Currently, Meaney is a professor in the departments of psychiatry,neurology and neurosurgery at McGill, director of the Program for the Study of Behaviour, Genes and Environment, and the associate director of the Research Centre at the Douglas Mental Health Institute.
He began his career back in the 1980s as a CSBN graduate student. Meaney studied how early life experiences in rats affect their responses to stress later in life under the guidance of Jane Stewart, co-founder of the CSBN and Professor Emeritus at Concordia.

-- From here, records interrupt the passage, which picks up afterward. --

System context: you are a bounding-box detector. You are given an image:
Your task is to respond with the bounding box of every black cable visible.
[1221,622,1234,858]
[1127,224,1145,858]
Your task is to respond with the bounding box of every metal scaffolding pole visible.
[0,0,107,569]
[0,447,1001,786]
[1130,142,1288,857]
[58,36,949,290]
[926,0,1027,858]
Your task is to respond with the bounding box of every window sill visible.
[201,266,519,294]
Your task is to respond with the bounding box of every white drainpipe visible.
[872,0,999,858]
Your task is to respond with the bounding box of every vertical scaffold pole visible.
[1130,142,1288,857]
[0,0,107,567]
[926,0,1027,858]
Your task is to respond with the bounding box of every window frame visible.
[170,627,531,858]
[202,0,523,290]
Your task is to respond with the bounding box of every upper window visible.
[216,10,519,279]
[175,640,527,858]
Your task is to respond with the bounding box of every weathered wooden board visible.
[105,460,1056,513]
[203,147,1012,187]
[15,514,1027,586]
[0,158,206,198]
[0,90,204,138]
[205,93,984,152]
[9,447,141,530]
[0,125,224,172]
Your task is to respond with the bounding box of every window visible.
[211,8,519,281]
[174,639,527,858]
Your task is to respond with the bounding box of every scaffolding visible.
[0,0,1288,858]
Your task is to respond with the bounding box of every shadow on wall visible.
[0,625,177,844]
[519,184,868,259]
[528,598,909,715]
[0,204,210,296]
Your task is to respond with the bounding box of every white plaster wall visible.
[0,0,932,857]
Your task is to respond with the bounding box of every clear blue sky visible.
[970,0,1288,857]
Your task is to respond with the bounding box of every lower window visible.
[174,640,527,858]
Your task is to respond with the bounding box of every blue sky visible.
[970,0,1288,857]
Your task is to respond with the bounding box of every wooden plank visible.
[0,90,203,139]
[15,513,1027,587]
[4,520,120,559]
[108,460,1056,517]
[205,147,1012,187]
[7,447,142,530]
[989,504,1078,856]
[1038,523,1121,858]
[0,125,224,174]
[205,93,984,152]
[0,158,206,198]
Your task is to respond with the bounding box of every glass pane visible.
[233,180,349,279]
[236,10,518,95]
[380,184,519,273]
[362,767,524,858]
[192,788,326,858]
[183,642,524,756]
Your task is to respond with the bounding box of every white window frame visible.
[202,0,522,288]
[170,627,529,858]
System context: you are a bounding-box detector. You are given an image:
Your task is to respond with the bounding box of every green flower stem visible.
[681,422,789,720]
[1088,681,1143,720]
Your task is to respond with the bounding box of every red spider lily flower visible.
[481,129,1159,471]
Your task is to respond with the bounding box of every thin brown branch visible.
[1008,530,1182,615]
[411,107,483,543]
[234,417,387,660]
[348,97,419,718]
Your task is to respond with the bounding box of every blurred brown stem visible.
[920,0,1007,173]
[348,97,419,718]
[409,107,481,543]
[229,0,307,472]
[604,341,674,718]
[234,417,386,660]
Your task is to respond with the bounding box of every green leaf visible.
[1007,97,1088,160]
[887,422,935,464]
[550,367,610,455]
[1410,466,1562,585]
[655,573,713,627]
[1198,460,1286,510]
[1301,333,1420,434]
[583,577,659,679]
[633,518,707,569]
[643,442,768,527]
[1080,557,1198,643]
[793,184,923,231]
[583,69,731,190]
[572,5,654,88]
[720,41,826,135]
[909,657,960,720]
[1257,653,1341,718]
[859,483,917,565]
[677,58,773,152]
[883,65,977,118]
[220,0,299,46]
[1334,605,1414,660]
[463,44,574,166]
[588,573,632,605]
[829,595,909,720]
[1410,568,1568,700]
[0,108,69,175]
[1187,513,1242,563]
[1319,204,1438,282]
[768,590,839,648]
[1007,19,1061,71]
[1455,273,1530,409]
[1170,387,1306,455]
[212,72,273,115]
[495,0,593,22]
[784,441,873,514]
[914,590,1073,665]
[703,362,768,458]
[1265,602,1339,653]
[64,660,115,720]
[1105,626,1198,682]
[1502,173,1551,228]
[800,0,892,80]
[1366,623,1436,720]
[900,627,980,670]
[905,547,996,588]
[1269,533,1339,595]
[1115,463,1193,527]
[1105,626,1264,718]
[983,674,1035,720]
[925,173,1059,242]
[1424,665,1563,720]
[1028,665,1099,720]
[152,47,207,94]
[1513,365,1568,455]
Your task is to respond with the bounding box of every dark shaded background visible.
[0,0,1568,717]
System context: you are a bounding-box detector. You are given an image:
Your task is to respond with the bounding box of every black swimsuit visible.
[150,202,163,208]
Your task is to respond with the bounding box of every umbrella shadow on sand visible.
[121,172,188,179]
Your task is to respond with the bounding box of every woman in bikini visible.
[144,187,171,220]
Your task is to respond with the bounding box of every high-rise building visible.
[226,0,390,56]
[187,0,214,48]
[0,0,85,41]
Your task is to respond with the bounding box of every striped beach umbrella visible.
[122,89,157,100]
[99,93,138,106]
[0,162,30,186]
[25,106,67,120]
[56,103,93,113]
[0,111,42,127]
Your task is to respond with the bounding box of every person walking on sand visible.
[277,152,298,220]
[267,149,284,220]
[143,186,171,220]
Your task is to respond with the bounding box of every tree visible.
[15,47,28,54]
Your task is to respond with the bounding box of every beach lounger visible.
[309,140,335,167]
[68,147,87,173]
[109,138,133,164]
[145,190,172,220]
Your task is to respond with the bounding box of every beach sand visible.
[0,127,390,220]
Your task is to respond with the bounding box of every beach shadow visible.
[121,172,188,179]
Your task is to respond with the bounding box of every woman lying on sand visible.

According to Stewart, the idea of the Centre was to “make it interdisciplinary and make it a place where there would be enough people working on similar problems and ideas to enrich the experience for the graduate students.”
Established in 1983 at Sir George Williams before moving to Loyola, the CSBN has grown from four founding Concordia faculty members to over 180 members in labs at Concordia, McGill, and the Université de Montréal.
“We could have the kinds of opportunities that didn’t exist in any one individual’s lab,” said Stewart. CSBN co-founders include Concordia professors Zalman Amit, Roy Wise, and Peter Schickele, all from the department of psychology.
“The founding members set out to create a community of highly skilled scientists dedicated to the study of addiction, motivation, and reward,” said Carr.
The Centre grew from the founders’ separate research into topics including appetite, motivation, drug use, hormones, and sexual behaviour. It has since expanded into researching sleep and memory systems of the brain.
Carr’s sentiment of “fostering top-notch graduate education and training” at the CSBN were echoed in Stewart’s hopes for a continuing legacy.
“My goal would be that people try, that they are successful, hardworking, curious, and that they want to do the science,” said Stewart. “Otherwise the students won’t flourish. Everybody has to work together.”